Voici quelques cas répertoriés récents de pillages dans cette partie du sud-kivu :

-Vendredi 10 janvier 2025 entre 14h et 16h, au lieu dit Bilima Mbili, près de Bapadiri et du groupement de Bitale, des hommes armés ont dépouillé plus de 43 motos, une jeep Land Cruiser et un bus de tous leurs biens.
-Lundi 6 janvier 2025: Vers 13h30, à Bugulimiza, des hommes en uniforme ont braqué deux motos ainsi que leurs passagers près de la barrière des FARDC, sans que ces derniers n’interviennent, selon Isaya Benjamin, président de la société civile de Bunyakiri.
D’autres membres de la société civile de Bunyakiri dénoncent l’inaction des gardes-parc face à ces pillages qui se poursuivent depuis juin 2024.
-Mercredi 18 décembre 2024: De 9h à 11h30, sept voleurs armés ont dépouillé plus de 41 motos près de la bifurcation de Kalonge, à seulement 100 mètres des FARDC. Ces événements sont devenus fréquents, enrichissant les malfaiteurs et laissant les victimes sans ressources, souvent soumises à des violences physiques.

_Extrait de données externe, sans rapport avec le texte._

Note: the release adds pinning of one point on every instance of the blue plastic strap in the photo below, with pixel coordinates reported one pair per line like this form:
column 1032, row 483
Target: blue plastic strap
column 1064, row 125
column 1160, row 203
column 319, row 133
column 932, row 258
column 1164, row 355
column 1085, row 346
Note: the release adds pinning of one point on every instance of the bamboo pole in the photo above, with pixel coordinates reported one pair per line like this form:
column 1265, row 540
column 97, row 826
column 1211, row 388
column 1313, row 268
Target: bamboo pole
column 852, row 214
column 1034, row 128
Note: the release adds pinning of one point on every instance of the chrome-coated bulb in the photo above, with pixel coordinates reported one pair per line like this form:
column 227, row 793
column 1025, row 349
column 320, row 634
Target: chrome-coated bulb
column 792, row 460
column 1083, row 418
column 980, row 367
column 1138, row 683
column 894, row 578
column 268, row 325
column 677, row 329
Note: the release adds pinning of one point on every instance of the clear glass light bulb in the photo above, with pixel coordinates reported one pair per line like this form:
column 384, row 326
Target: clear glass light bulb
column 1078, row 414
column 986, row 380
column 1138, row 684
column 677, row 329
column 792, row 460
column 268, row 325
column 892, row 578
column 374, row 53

La société civile de Bunyakiri condamne ces actes inhumains qui perturbent la vie quotidienne des usagers de cette route. Isaya Benjamin appelle le gouvernement congolais à agir pour garantir la sécurité de la population tout en plaidant pour l’instauration de patrouilles mixtes entre les FARDC et les éco-gardes.

Il souligne que cette insécurité freine le développement économique et social de la province. Contactée, l’autorité territoriale de Kalehe s’engage à travailler pour éradiquer cette situation préoccupante.